Well this model railroader is spending the night at the Holiday Inn located in Schenectady, NY which come to find out is the home of Alco Products!
This RS 3 is on display across from the Holiday Inn downtown.
Alco Products got its start in Schenectady, NY in 1848 when John Ellis and Platt Potter and others of that city invited the Norris brothers of Philadelphia to establish a locomotive factory there. The needed $50,000 was raised by subscription, and the Schenectady Locomotive Engine Manufactury was built on land purchased from Union College, near the Erie Canal and the Mohawk River.
Somewhat more than a year after the company's founding, its first locomotive, "Lightning", was out shopped for delivery to the Utica and Schenectady Railroad. The "Lightning", though powerful and fast, had insufficient steaming capacity and was too heavy for the rails of the time. It was pronounced a failure. With no more orders forthcoming, the Norrises withdrew from the venture, and the enterprise was sold for taxes in February, 1851.
However, the company's principals felt that the manufacture of locomotives in the early and important railroad center bounded by the Hudson and Mohawk Rivers could flourish, and in May, 1851, the Schenectady Locomotive Works was formed. The same management (exclusive of the Norris brothers) headed the new company. Fortunately, Walter McQueen, the famous mechanic, was interested in the new firm, and significant production soon began. More than two hundred locomotives were manufactured over the next six years. During the financial panic of 1857, John Ellis, then one of the trustees , took advantage of the company's temporary reverses to gain a solid majority of its stock.

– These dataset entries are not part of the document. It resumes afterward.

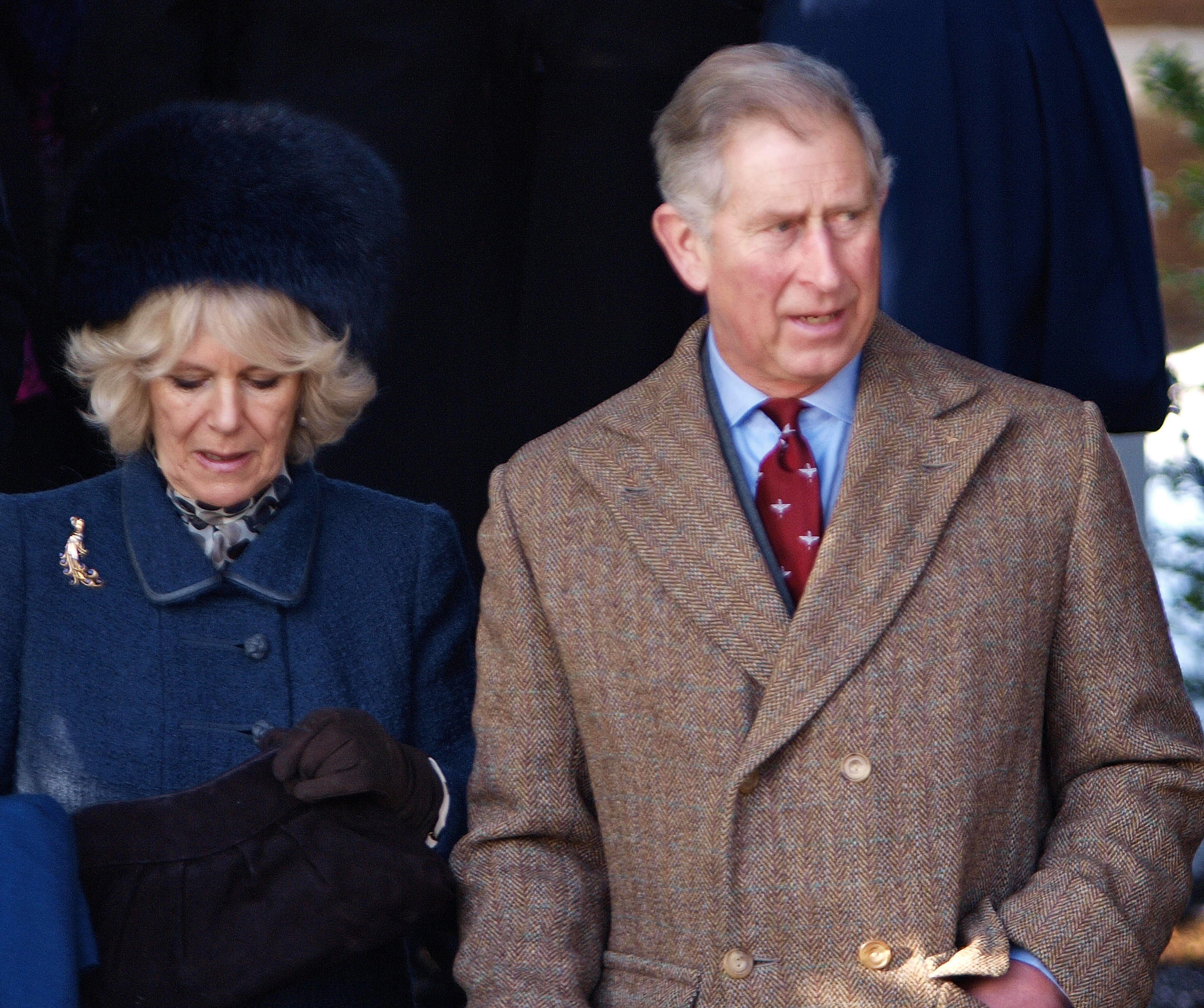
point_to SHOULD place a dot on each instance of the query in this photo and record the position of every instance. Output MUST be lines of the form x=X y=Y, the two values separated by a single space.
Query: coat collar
x=173 y=569
x=921 y=427
x=661 y=472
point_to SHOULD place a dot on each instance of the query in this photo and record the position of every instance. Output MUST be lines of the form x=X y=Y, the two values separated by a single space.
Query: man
x=823 y=668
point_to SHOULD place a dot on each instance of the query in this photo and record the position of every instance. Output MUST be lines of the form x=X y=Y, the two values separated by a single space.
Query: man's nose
x=819 y=264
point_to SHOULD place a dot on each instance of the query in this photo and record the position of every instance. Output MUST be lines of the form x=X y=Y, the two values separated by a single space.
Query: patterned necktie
x=788 y=497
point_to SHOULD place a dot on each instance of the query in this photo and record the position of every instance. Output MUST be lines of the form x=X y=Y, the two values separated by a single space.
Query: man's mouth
x=827 y=318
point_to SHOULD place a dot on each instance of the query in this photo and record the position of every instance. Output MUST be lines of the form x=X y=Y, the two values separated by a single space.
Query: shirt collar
x=837 y=396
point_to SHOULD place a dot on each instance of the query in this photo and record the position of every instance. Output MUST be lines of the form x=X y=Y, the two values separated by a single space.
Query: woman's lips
x=222 y=462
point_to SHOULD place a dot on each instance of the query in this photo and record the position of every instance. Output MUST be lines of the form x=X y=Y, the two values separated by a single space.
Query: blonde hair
x=116 y=363
x=763 y=81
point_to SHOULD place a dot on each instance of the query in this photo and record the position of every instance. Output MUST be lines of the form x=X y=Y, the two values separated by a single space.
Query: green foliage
x=1177 y=87
x=1179 y=557
x=1174 y=86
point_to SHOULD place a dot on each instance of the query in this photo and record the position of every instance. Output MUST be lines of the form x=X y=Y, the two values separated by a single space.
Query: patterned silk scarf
x=224 y=533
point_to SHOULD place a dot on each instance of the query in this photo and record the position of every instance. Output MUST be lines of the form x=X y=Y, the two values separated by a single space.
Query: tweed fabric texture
x=982 y=624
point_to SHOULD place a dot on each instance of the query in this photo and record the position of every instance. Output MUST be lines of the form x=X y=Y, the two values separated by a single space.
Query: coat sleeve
x=1124 y=754
x=12 y=627
x=534 y=888
x=445 y=618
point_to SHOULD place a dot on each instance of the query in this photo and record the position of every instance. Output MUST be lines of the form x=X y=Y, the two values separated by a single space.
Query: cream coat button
x=749 y=784
x=739 y=964
x=855 y=768
x=875 y=955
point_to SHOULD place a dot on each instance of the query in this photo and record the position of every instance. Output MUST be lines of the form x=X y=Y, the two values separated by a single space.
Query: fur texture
x=237 y=194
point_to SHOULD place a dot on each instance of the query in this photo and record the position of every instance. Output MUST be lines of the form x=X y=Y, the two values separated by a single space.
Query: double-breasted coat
x=664 y=810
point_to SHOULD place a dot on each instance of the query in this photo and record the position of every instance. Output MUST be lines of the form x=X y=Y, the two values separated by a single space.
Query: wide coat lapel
x=920 y=432
x=659 y=469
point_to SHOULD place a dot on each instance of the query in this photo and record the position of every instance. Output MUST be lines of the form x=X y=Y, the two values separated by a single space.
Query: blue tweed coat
x=349 y=598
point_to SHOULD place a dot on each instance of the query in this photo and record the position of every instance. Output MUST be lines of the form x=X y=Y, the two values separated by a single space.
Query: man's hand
x=1021 y=987
x=346 y=752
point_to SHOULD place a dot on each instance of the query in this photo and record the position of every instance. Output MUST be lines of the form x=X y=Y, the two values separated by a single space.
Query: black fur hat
x=237 y=194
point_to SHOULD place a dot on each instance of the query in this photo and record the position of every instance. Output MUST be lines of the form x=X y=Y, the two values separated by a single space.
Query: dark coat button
x=257 y=647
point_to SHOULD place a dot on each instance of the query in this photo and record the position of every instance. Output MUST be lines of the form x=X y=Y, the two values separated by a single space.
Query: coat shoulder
x=547 y=460
x=369 y=520
x=364 y=503
x=97 y=500
x=936 y=365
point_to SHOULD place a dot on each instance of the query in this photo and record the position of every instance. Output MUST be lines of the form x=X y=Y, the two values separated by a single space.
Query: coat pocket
x=629 y=982
x=984 y=949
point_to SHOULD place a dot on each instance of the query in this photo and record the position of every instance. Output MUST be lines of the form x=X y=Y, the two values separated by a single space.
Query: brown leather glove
x=339 y=751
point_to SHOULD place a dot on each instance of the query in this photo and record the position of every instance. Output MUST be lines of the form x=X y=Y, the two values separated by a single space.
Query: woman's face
x=221 y=424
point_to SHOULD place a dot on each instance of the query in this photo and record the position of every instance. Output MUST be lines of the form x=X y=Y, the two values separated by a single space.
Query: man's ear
x=687 y=250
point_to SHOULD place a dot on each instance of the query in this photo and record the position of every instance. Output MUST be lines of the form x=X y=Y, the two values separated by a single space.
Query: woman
x=225 y=271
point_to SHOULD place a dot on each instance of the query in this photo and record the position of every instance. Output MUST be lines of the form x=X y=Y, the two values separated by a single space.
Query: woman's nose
x=225 y=413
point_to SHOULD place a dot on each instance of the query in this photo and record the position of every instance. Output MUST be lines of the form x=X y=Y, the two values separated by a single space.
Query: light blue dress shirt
x=827 y=427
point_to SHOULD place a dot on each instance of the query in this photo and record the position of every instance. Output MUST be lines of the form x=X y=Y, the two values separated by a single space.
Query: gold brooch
x=71 y=563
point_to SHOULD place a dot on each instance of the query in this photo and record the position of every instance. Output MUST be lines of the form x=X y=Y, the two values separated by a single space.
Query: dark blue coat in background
x=349 y=598
x=1016 y=230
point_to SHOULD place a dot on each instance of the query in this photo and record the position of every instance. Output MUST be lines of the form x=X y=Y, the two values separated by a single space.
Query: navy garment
x=349 y=598
x=45 y=934
x=1016 y=232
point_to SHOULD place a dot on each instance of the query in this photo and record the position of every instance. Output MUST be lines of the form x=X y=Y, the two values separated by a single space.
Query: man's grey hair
x=765 y=81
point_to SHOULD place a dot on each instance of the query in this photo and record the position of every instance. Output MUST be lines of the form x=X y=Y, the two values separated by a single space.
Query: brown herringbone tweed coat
x=660 y=750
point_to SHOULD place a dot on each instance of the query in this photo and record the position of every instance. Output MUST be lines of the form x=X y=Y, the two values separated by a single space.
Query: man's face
x=791 y=270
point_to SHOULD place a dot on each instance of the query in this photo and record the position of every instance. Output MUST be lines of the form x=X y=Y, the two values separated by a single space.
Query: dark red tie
x=788 y=497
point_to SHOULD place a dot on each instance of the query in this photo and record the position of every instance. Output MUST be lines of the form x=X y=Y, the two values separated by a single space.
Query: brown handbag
x=209 y=898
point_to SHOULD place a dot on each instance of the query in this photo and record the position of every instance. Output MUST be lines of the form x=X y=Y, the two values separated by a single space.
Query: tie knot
x=784 y=412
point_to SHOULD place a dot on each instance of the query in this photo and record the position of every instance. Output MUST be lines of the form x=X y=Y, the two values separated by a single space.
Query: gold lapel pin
x=71 y=559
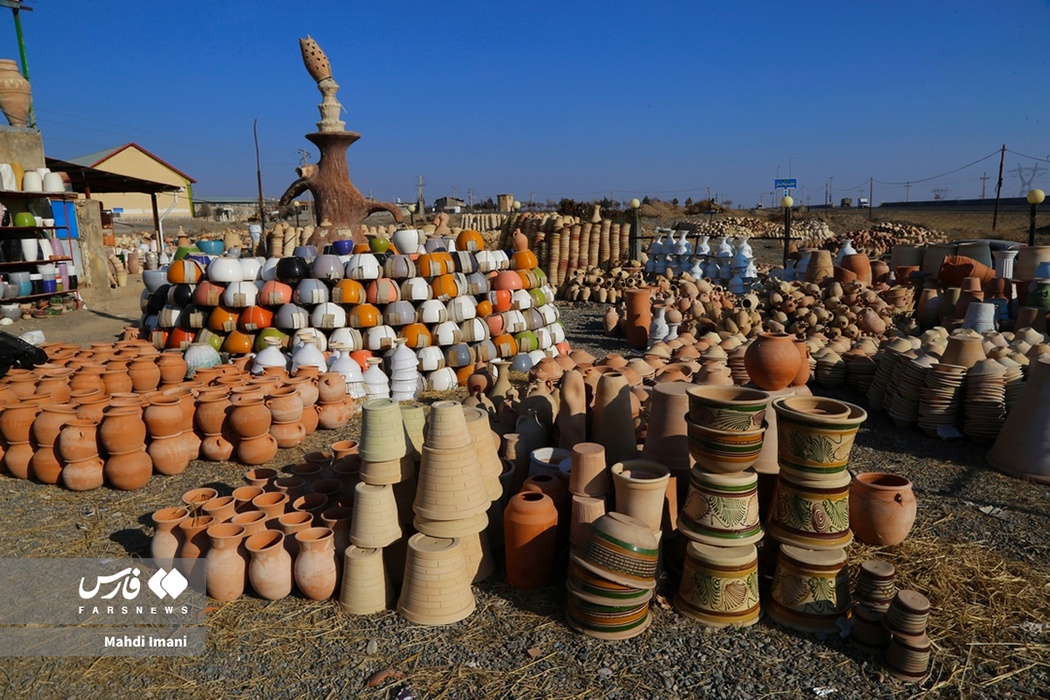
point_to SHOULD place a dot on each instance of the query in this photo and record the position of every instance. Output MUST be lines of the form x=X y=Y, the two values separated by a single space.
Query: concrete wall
x=21 y=146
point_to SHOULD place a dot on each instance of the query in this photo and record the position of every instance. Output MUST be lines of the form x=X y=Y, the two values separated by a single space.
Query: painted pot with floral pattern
x=721 y=509
x=812 y=510
x=811 y=589
x=816 y=435
x=719 y=586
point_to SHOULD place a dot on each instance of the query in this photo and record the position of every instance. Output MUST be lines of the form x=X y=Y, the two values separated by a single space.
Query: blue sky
x=560 y=99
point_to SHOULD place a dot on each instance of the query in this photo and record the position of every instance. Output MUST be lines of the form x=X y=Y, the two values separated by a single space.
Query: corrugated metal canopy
x=88 y=179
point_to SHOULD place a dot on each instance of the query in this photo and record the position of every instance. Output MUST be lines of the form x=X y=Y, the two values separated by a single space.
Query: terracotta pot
x=165 y=543
x=122 y=429
x=270 y=570
x=315 y=566
x=227 y=564
x=882 y=508
x=256 y=450
x=83 y=475
x=772 y=361
x=128 y=471
x=530 y=539
x=17 y=459
x=331 y=387
x=249 y=417
x=169 y=454
x=78 y=440
x=145 y=375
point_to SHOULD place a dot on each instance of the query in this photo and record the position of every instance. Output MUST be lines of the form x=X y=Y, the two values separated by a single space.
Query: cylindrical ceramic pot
x=530 y=538
x=882 y=508
x=226 y=564
x=721 y=509
x=719 y=586
x=812 y=510
x=772 y=361
x=816 y=435
x=315 y=565
x=270 y=570
x=811 y=589
x=641 y=490
x=164 y=544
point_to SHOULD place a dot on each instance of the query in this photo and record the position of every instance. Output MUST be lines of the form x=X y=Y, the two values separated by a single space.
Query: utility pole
x=999 y=187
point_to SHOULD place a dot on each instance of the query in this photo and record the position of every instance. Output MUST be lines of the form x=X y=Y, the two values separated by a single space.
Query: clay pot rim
x=882 y=481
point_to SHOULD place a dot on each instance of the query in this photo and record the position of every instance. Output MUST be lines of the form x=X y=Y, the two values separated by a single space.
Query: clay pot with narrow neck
x=270 y=570
x=225 y=574
x=165 y=543
x=882 y=508
x=315 y=566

During the Civil War, Schenectady supplied at least eighty-four locomotives for the U.S. Military Railroad, many of which had been built as far-seeing speculative venture shortly before the conflict started. Between the War and 1870 fire and flood ravaged the facility, resulting in much reconstruction and modernization. During this period Schenectady produced the famous 4-4-0, "Jupiter", which figured in the Promontory Point celebration of the first transcontinental railroad. Most of the Schenectady locomotives were, like the "Jupiter", of a conventional design marketed to satisfy growing domestic needs.
As railroads multiplied throughout the seventies and eighties, so did the Schenectady Works expand yearly in both manpower and manufacturing capacity. The Ellis family retained control through the end of the century and, except for a brief defection, Walter McQueen oversaw mechanical considerations. Indeed, "McQueen engines" were widely known for their substantial excellence. Another notable locomotive designer, A.J. Pitkin, joined the firm during this period. He was to earn particular fame as the creator of the high speed 4-4-0's of the NYC&HR RR. Also he was later destined to head the firm of consolidated companies that became American Locomotive.